Take a look at our lives – do we rush to be first in line? Do we get stressed out in gridlock traffic, even though our lives probably will not change if we are 10 minutes early or late? Do we finish each others’ sentences and rush ahead of the story? Do we skip breakfast or lunch to “save time”, or even eat on the go? Do we not have time to stop and visit with a family member? And on and on!
I am reminded of a Charlie Brown cartoon that shows Lucy telling Charlie what’s wrong with him. When Charlie asks Lucy “What can I do about it?”, Lucy simply replies, “I don’t have the answers, my job is to only point out the problems!”
But rejoice old hurrying people of God! The spirit of our Lord continues to come to us with His reassuring words in Psalm 46:10 – “Be still and know that I am God”! I do not always listen but we do know through faith that He is there to calm the storms in our lives, and to settle us down with His peace, hope, and grace. He also sends caring people into our lives to help us to “Remember the Sabbath”, to lighten up, to calm down, and to help us to take time for spiritual renewal, solitude, and just plain rest!

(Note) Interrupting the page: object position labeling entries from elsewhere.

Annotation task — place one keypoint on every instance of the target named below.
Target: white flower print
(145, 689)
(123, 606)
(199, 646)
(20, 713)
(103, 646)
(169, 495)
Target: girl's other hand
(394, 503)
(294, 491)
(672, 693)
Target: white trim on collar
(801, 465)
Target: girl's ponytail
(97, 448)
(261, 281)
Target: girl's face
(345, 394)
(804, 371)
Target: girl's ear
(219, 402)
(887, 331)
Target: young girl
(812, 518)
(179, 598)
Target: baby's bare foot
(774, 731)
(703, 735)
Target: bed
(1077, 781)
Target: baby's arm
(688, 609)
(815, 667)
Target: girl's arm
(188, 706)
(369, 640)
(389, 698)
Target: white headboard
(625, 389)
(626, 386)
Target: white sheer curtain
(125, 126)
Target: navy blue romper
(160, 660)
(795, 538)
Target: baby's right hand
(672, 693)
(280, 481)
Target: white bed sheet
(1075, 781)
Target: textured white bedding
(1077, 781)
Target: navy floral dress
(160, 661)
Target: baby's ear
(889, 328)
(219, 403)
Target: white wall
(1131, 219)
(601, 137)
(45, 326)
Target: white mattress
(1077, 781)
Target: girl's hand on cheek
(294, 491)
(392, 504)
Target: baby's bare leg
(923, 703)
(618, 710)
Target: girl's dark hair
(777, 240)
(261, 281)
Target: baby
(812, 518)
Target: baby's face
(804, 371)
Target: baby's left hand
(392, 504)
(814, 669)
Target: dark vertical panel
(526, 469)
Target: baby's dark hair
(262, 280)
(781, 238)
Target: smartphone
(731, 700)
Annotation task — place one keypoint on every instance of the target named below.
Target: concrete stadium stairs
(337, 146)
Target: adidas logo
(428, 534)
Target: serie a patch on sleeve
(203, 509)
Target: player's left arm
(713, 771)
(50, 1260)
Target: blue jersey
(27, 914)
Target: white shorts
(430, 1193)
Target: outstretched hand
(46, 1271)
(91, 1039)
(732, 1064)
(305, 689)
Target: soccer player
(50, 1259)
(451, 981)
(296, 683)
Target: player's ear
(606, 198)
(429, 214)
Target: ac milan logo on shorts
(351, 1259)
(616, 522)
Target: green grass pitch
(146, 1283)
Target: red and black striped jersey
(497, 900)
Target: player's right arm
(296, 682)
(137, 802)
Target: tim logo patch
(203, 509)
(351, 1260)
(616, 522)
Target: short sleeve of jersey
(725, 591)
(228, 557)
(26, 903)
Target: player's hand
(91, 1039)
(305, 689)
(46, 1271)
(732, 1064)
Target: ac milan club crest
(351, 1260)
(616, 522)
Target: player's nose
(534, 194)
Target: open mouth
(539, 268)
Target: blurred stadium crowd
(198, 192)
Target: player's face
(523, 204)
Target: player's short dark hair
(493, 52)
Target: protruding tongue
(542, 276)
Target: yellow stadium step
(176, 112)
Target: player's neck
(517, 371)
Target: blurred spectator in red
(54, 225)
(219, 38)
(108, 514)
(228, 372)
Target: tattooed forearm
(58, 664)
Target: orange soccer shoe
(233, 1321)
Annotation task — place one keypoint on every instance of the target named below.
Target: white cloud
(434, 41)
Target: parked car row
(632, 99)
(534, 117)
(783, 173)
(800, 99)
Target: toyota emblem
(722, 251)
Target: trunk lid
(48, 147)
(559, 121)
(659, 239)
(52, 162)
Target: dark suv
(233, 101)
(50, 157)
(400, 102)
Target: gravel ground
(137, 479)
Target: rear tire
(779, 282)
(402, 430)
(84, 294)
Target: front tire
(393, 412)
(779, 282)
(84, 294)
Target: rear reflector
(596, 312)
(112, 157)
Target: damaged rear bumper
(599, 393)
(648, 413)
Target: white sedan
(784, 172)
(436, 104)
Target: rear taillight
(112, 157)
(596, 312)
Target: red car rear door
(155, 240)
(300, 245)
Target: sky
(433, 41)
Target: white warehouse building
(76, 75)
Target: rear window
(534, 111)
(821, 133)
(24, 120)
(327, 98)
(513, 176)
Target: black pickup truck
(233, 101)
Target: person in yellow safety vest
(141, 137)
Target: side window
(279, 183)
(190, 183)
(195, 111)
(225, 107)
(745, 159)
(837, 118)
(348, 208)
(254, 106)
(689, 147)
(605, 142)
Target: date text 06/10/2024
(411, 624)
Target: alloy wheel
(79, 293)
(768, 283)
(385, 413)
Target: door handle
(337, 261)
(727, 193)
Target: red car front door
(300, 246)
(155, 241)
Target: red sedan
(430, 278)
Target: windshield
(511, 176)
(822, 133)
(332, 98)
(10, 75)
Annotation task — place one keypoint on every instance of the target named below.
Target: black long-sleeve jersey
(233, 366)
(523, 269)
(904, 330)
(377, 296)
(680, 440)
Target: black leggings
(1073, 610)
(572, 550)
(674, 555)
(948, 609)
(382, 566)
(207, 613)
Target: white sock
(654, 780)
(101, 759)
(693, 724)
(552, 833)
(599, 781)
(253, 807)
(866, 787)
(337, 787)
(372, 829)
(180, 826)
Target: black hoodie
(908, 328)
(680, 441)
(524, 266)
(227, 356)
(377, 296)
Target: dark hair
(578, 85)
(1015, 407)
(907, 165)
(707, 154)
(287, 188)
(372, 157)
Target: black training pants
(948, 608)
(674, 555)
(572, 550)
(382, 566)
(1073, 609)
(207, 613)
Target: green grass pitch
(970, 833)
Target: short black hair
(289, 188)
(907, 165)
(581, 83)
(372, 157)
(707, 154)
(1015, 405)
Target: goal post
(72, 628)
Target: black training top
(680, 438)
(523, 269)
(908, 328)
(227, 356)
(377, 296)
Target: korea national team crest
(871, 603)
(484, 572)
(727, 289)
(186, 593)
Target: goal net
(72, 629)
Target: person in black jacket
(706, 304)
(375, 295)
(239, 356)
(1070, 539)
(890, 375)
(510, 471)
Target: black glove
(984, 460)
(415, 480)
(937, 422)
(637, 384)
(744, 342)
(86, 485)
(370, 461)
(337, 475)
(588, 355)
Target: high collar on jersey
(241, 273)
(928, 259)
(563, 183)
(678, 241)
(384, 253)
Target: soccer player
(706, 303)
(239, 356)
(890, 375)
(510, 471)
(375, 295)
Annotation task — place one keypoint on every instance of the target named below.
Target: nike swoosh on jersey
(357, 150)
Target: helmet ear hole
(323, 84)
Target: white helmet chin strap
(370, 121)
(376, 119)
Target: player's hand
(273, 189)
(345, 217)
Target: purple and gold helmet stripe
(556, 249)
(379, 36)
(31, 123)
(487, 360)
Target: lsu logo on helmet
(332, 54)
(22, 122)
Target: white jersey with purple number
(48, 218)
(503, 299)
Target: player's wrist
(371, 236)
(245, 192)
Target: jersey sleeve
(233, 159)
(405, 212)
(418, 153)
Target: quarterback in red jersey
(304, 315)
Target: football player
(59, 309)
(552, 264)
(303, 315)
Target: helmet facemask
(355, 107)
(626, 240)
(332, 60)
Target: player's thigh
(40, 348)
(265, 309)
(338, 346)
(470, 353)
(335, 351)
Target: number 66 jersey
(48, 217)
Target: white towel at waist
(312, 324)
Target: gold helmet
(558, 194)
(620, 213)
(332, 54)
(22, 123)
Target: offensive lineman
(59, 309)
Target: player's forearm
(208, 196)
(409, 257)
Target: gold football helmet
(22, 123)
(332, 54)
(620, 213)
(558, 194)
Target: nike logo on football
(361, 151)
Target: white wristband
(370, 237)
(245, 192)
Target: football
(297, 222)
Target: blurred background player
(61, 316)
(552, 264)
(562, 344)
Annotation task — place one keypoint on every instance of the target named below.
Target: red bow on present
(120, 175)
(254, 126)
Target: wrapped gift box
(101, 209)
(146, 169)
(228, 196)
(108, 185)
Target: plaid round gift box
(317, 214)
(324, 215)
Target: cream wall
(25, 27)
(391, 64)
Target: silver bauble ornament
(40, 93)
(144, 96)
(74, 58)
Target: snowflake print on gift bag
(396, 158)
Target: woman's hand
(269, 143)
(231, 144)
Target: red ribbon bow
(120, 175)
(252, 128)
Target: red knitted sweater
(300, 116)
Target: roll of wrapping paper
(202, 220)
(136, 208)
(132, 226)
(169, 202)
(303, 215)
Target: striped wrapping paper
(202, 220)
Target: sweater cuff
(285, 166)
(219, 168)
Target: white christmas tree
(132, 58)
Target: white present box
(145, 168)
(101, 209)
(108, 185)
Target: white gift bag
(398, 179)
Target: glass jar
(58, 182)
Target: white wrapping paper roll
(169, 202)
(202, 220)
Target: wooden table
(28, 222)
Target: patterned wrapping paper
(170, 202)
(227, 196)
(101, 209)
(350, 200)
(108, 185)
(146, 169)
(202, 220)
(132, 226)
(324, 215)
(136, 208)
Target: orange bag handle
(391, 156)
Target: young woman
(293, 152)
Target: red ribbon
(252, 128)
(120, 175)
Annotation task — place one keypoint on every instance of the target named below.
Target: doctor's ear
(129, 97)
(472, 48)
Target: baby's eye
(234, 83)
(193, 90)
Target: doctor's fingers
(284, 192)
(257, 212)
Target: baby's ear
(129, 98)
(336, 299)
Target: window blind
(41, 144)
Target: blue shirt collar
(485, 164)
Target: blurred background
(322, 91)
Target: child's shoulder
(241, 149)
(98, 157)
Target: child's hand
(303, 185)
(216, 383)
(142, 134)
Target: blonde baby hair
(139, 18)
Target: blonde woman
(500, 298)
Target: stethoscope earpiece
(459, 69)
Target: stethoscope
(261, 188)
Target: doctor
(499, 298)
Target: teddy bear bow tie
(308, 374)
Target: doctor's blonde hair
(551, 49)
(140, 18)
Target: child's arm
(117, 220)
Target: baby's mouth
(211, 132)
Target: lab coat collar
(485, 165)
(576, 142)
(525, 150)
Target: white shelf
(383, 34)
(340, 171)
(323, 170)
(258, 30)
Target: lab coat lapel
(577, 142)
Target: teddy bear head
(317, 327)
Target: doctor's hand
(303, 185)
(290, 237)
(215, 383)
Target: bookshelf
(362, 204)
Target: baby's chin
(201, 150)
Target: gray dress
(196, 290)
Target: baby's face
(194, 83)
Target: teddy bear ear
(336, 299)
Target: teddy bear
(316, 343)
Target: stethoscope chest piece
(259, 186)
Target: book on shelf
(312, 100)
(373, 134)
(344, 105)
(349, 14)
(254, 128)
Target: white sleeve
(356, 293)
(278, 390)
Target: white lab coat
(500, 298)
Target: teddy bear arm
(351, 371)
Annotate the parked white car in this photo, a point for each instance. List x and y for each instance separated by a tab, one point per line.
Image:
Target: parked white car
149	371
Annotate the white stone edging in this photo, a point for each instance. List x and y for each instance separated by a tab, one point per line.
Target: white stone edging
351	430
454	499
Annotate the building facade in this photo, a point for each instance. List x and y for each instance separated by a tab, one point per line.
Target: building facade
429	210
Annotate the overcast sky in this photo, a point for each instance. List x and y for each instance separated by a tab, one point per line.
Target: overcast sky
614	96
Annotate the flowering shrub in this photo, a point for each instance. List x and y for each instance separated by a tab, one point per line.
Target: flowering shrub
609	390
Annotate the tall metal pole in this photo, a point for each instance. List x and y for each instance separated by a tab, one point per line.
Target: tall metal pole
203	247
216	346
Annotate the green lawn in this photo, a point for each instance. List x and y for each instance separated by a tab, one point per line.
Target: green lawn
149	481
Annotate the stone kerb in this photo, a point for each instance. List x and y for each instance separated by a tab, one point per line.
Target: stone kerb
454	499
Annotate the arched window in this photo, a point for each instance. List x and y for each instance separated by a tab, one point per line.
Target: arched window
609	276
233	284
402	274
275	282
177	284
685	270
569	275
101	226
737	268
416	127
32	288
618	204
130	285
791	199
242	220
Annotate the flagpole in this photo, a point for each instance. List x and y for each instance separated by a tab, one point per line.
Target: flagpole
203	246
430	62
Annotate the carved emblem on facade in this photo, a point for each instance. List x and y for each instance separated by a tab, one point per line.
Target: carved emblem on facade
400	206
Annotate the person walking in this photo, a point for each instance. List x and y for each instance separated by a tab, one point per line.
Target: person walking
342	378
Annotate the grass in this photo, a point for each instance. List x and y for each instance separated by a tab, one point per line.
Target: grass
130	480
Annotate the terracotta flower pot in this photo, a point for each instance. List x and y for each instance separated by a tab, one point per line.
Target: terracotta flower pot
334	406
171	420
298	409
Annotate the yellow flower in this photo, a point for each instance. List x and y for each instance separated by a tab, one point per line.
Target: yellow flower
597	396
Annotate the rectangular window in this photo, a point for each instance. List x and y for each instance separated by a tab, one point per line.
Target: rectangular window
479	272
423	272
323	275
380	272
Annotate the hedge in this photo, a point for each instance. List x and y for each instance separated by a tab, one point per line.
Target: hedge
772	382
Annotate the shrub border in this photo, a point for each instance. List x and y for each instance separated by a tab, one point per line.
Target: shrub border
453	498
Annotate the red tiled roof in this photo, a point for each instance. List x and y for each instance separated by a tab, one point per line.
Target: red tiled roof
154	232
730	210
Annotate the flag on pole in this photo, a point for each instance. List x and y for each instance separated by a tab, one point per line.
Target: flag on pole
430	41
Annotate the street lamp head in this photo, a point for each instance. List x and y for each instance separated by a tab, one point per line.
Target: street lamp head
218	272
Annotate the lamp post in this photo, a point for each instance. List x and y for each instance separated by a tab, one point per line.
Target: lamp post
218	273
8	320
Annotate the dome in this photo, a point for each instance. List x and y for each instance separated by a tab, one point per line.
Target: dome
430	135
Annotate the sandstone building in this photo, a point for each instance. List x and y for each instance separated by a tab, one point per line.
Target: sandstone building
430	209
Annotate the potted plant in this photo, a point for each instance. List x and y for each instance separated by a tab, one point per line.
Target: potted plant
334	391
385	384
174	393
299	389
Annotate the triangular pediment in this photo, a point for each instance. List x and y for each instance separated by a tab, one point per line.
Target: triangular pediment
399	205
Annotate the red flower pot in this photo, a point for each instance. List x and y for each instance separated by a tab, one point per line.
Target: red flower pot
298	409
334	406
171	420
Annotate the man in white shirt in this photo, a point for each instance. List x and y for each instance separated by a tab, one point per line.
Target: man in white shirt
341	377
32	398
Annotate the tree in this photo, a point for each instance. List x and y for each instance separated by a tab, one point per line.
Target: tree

Perhaps you have not caught the “Hurry Sickness”. Good for you! The Lord has given you the gifts to help those of us who have caught it to hear the reassuring message of the Lord through your caring, forgiving, and loving actions to us, the hurrying horde! And if you are infected with “HS”, watch for those special people around you like ….little kids, grandparents, spouses, staff persons, and other friends…who the Lord has placed into your life for you to sooth, listen, hug, and forgive!
May this day be a gift to each of us to take a deep breath, thank the Lord for all of our blessings, pray often, sit and do “nothing” for 15 minutes…and while we’re at it, let’s read Psalm 46:10 again and again ….and try not to get caught in rush hour traffic!